Citizens United was a game changer that scuttled the longstanding American tradition of prohibiting overt corporate spending to influence elections.  Sad to say, Public Citizen’s report indicates that nuclear money bombs to spread misinformation, and to wage misleading and attack ads against candidates by undisclosed donors and corporations do work.  They effectively sunk 60% of their targeted candidates in the 2010 election contests.  And, it’s money funneled into just “10″ of these outside groups that’s doing so much of the dirty-work.  “Nearly half the money spent ($138.5 million, or 47.1%) came from only 10 groups during the election cycle.”  Early last year, Justice Clarence Thomas voted for the infamous Citizens United even  though he had a clear-cut conflict of interest and it was incumbent upon him to recuse himself from the case.  Justice Thomas, turns out, violated federal law for years by checking off the “NONE” box on the judicial Financial Disclosure Reports he submitted for “Spouse’s Non-Investment Income” when, in fact, his wife, Virginia (“Ginni”) Thomas was employed by rightwing organizations from which she made hundreds of thousands of dollars.  These organizations also happened to benefit from Justice Thomas’ votes on a number of U.S. Supreme Court opinions, including last year’s infamous Citizens United decision.  One asks how can Justice Thomas act with such impugnity, and, without it being big news in the mainstream media?   Time and again we see our politcal and financial elites ignore the law and are never made accountable.

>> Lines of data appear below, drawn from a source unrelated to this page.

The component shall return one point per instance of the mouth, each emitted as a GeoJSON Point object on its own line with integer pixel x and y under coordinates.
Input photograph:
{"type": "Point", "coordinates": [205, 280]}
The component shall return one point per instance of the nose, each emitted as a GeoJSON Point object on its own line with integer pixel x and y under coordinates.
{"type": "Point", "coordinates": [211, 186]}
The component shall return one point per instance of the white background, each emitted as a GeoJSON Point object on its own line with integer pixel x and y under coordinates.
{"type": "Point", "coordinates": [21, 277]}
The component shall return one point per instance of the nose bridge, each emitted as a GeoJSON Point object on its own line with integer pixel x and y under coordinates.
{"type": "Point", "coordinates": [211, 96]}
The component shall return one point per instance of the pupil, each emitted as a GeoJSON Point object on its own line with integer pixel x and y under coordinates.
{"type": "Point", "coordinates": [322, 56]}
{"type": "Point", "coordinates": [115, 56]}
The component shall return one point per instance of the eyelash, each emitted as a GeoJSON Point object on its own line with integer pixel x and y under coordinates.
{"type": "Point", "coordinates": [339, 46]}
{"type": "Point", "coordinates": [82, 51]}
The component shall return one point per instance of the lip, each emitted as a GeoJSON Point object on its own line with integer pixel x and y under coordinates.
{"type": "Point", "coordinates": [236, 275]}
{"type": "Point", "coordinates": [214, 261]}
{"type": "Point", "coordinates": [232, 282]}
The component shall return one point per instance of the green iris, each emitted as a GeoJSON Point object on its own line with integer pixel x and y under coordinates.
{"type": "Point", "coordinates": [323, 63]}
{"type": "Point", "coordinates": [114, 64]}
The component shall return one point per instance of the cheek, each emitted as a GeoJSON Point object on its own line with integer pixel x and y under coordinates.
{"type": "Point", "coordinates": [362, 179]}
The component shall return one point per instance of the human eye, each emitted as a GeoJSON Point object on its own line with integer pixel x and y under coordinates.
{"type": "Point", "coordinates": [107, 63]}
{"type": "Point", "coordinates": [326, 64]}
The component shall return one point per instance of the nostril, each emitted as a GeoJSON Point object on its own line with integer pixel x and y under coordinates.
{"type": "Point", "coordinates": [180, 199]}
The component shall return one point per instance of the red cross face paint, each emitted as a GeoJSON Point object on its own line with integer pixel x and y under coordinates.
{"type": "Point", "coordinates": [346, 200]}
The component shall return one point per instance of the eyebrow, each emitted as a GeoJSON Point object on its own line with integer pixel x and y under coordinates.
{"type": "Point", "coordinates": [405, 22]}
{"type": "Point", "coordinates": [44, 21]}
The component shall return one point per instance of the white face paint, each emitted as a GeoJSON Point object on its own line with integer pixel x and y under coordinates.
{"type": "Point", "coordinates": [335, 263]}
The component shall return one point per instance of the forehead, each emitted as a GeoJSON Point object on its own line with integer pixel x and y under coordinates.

Law professor, Paul Campos, wrote in the Daily Beast that Thomas’ wife “was paid nearly $700,000 by the Heritage Foundation, a ‘conservative think tank’ between 2003 and 2007, as well as an undisclosed amount by another lobbying group in 2009.”  This isn’t small change.  The relevant question on the disclosure form isn’t complicated, both you and I could fill it in correctly, it’s that simple and straightforward. You can see the form yourself at: http://www.judicialwatch.org/jfd/Thomas_Clarence/2009pdf

In July 2010, six months after her husband voted for Citizens United, Ginni Thomas founded, and, is president of, “Liberty Central,” a Tea-Party think tank.  It was started with only two secret contributions totaling $550,000.